長崎市出島町、県美術館常設展示室で開かれている「親和銀行コレクション展」で、親和銀行本店(佐世保市)など同行三店舗の建築設計を手掛けた建築家、白井晟一(一九〇五-八三年)の仕事が紹介されている。設計図や構造の特徴を示す写真などを展示。戦後日本における地方の金融業の場を、既成概念に縛られず設計した白井の思想をたどる展示となっている。七月二十六日まで。

 白井は幼少時、京都の黄檗寺院で書を学び、哲学や宗教にも精通した「哲学の徒」とも称される建築家。当時の同行の北村徳太郎会長からの依頼で東京支店、大波止支店に続き、本店の建築設計に携わった。

 本店は本館第一期、第二期工事と別館、懐霄館(かいしょうかん)の増築の計十年間を費やした。銀行としては珍しく「闇の中にかすかな光が感じられる構造」となっている。
その構造は、白井が一九六五年に発表した「原爆堂計画」を受け継いでいる。同計画は広島の悲劇を描いた画家の丸木位里、俊夫妻の「原爆の図」に触発されて発表。実際の建築を前提にすることなく、設計図として小冊子にまとめた。本店には、らせん階段に従って下端から上階へと上昇していく構造や、外観の特徴となる円筒部分など、同計画の踏襲の跡がある。

 さらに白井は、店舗内の建築資材や加工方法について細部に至るまで吟味。諫早石をタイルのように張り付けた外壁面など、素朴な味わいを醸す工夫も施されている。展示コーナーには、ほかに白井が自ら選び、現在も使用されているいすも展示されている。

 来春以降、白井の展覧会を企画している群馬県立近代美術館学芸員、谷内克聡さんは「白井は戦前からカリスマ的な感じがあり、若者からの評価、共感があった。長崎の作品も含め、総合的な展覧会にしたい」と話していた。

 ◆写真家・小林勝さんとも交流

 長崎市在住の写真家で元親和銀行行員、小林勝さん(82)は親和銀行三十周年誌(一九七二年発行)などで、白井晟一が設計した建築物の撮影に当たった一人だ。

 三十周年誌には同行本店の写真などが掲載。小林さんは白井建築について「本店や大波止支店は、銀行業務を遂行する機能性には欠けると言われることもある。

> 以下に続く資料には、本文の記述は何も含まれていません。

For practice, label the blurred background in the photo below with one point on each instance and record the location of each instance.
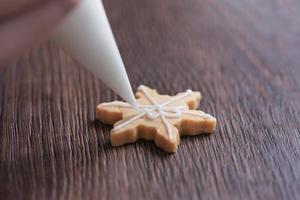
(242, 55)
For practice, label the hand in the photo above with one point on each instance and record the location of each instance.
(23, 23)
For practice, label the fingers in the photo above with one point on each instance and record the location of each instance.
(20, 33)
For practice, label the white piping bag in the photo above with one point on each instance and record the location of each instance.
(86, 35)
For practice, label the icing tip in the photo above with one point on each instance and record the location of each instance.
(189, 91)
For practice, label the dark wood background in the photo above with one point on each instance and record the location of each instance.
(244, 56)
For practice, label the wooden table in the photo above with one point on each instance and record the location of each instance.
(244, 56)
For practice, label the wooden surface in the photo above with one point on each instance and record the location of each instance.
(244, 56)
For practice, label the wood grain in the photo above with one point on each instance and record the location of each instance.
(242, 55)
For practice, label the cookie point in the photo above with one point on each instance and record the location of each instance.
(141, 87)
(189, 91)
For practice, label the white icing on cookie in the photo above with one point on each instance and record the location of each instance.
(156, 110)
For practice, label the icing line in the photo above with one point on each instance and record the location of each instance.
(161, 110)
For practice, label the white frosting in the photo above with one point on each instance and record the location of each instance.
(156, 110)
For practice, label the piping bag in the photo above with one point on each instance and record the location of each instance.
(86, 35)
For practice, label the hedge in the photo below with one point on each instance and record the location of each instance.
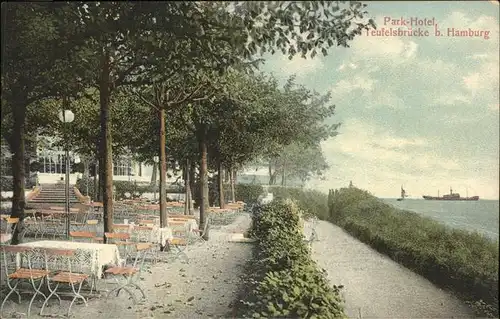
(283, 281)
(243, 192)
(312, 202)
(465, 262)
(121, 188)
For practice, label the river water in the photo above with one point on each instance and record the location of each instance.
(480, 216)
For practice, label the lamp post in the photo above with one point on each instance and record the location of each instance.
(66, 117)
(156, 159)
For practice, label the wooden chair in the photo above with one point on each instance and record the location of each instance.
(146, 222)
(22, 272)
(126, 276)
(122, 240)
(178, 247)
(200, 233)
(144, 234)
(83, 235)
(59, 262)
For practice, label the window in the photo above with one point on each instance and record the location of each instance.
(54, 164)
(122, 167)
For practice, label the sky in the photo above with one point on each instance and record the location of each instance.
(422, 112)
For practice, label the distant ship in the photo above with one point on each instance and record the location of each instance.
(403, 194)
(451, 196)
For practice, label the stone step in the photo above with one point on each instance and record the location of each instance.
(72, 200)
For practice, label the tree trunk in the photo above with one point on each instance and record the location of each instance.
(221, 185)
(204, 203)
(187, 189)
(283, 175)
(231, 180)
(192, 181)
(163, 171)
(18, 171)
(153, 175)
(97, 188)
(106, 155)
(272, 175)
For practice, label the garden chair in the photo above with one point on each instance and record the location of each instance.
(59, 263)
(92, 225)
(178, 246)
(122, 240)
(144, 234)
(126, 276)
(19, 274)
(82, 236)
(198, 234)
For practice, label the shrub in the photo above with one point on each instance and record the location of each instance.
(243, 192)
(311, 202)
(465, 262)
(284, 282)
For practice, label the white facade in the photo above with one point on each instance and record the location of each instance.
(51, 165)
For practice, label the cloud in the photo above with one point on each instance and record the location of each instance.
(299, 66)
(351, 66)
(494, 107)
(357, 82)
(375, 159)
(375, 47)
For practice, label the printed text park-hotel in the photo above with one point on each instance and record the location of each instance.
(416, 27)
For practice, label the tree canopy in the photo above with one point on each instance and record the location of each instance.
(173, 78)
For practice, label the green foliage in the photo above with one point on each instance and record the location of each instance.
(284, 281)
(465, 262)
(311, 202)
(86, 186)
(243, 192)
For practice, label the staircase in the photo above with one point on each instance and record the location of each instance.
(54, 194)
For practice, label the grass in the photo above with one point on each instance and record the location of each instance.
(464, 262)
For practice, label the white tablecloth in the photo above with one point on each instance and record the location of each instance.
(164, 235)
(102, 254)
(5, 237)
(190, 224)
(157, 235)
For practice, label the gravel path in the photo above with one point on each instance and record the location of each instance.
(204, 288)
(374, 285)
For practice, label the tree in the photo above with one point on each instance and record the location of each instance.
(303, 125)
(29, 77)
(299, 161)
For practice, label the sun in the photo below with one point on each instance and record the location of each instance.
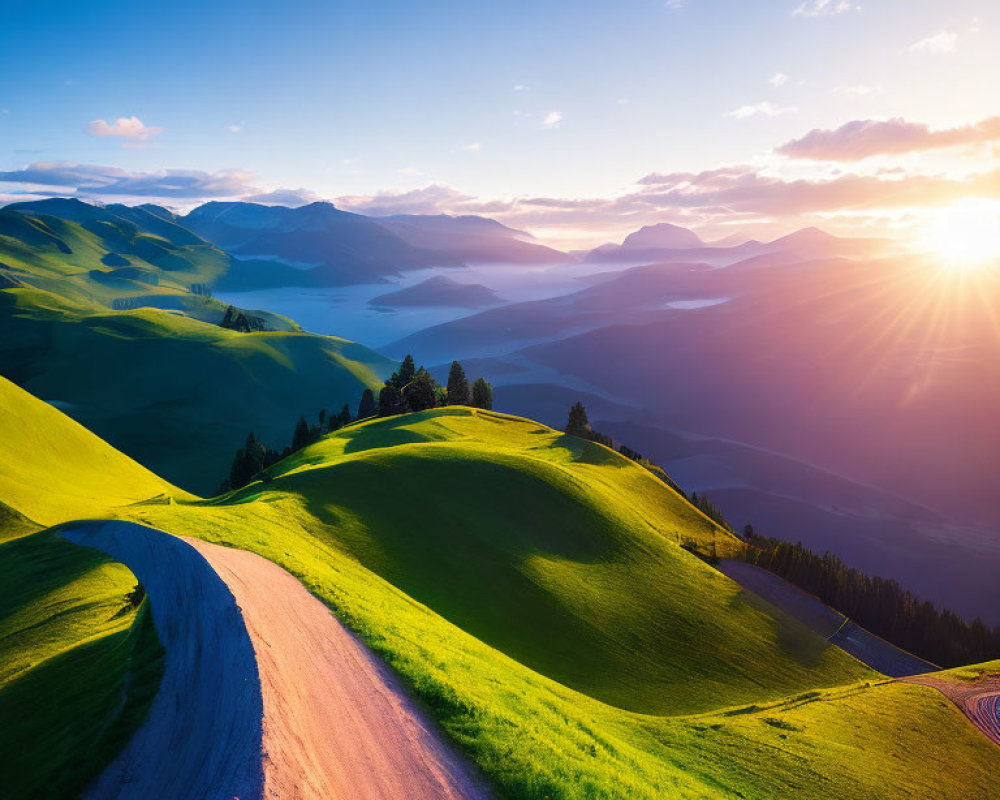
(966, 234)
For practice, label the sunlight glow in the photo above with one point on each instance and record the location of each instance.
(967, 234)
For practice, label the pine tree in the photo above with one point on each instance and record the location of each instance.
(482, 394)
(458, 386)
(302, 435)
(390, 401)
(405, 374)
(419, 394)
(578, 424)
(367, 407)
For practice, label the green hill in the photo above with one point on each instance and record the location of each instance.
(550, 603)
(102, 313)
(53, 469)
(533, 591)
(79, 661)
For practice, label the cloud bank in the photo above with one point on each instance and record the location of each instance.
(864, 138)
(131, 128)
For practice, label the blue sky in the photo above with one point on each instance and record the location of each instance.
(365, 100)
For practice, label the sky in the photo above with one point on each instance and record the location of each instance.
(577, 121)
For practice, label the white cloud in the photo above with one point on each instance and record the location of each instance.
(764, 109)
(105, 180)
(825, 8)
(940, 43)
(861, 90)
(131, 128)
(552, 119)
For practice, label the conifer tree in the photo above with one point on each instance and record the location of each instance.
(578, 424)
(302, 435)
(390, 401)
(482, 394)
(367, 407)
(459, 393)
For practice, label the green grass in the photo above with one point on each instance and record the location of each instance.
(575, 558)
(53, 469)
(176, 394)
(78, 666)
(532, 591)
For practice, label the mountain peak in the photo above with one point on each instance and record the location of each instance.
(663, 235)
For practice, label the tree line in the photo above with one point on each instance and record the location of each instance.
(879, 604)
(408, 389)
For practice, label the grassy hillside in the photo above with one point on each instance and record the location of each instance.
(79, 289)
(176, 394)
(79, 662)
(576, 559)
(559, 552)
(532, 590)
(79, 665)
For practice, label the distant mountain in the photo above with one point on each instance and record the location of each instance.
(664, 235)
(440, 291)
(471, 238)
(329, 247)
(665, 242)
(119, 329)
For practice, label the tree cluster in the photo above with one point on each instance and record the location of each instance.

白井さんは『金銭は不浄なもの』と私に話した。真意は分からないが、親和銀行の建築に挑むに当たっては、原爆堂計画では実現できなかった、哲学的な思想を具現化しようとしたのではないか。銀行でありながら、祈りの場でもあると思う」と語る。

 小林さんは六三年、大波止支店落成式の時に初めて白井と対面した。式に招待された父、故明さんの横に立つ白井の写真も撮影し、そのネガはずっと大切にしている。